To further investigate the role of SPRY4 in the tumorigenesis of GISTs in vivo, we injected lentivirus expressing SPRY4 siRNA into mice carrying germline KIT/V558A mutation, which is identical as human KIT/V559A mutation in familial GISTs [25], in order to knock down the expression of SPRY4. The results showed that injection of lentivirus expressing SPRY4 siRNA increased the tumor growth (Fig. 3E), suggesting that SPRY4 can inhibit the tumorigenesis of GISTs in vivo. In addition, imatinib treatment dramatically inhibited the tumor growth regardless of SPRY4 expression (Fig. 3E). Western blot analysis of tumor samples showed that knockdown of SPRY4 expression increased KIT expression, while inhibition of KIT activation by imatinib inhibited SPRY4 expression (Fig. 3F). These findings are consistent with the results in vitro, further suggesting that SPRY4 may serve as a negative feedback regulator of KIT in GISTs.

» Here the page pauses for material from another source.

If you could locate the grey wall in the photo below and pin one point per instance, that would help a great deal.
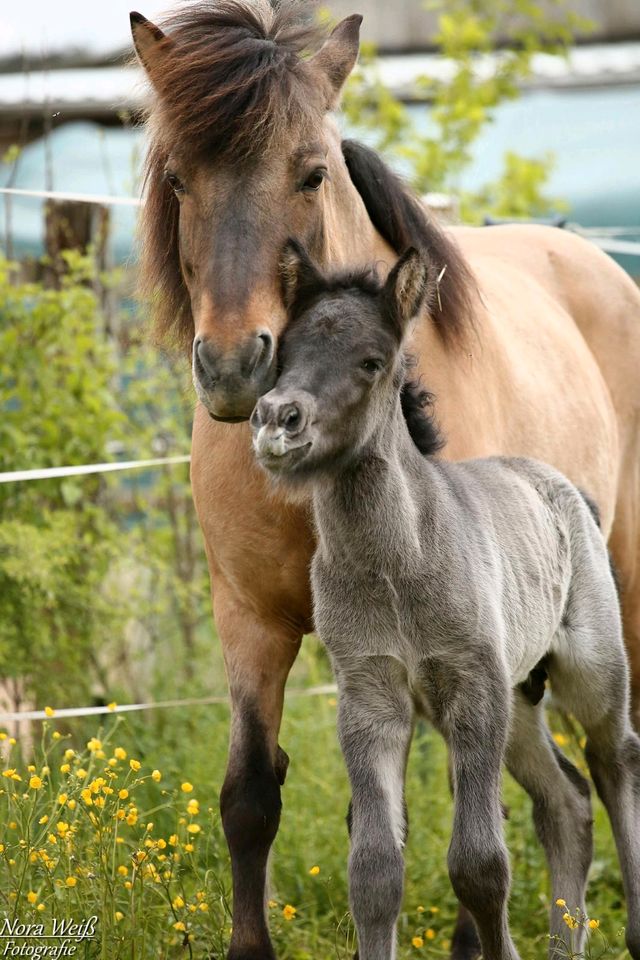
(406, 25)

SPRY4 increases the sensitivity of primary KIT mutants to imatinib
Imatinib is the first-line targeted therapy for GISTs and has dramatically improved treatment outcomes [5, 7]. In this study, we investigated whether SPRY4 can regulate the response of GISTs to imatinib due to its important role in the regulation of the activation of KIT and downstream signaling. We treated Ba/F3 cells expressing KIT with various concentrations of imatinib and found that the presence of SPRY4 increased the inhibition of imatinib on the activation of both wild-type KIT and primary KIT mutants. Examination of the activation of downstream molecules ERK and AKT showed similar results (Fig. 4A). In the cell survival assay, the presence of SPRY4 further inhibited the survival of Ba/F3 cells expressing primary KIT mutants, but not wild-type KIT in addition to the inhibition by imatinib (Fig. 4B). Similarly, the inhibition of cell cycle progression and proliferation of Ba/F3 cells expressing both wild-type KIT and KIT mutants by imatinib was even stronger in the presence of SPRY4 (Fig. 4C, D). These results suggest that SPRY4 can increase the sensitivity of primary KIT mutants to imatinib.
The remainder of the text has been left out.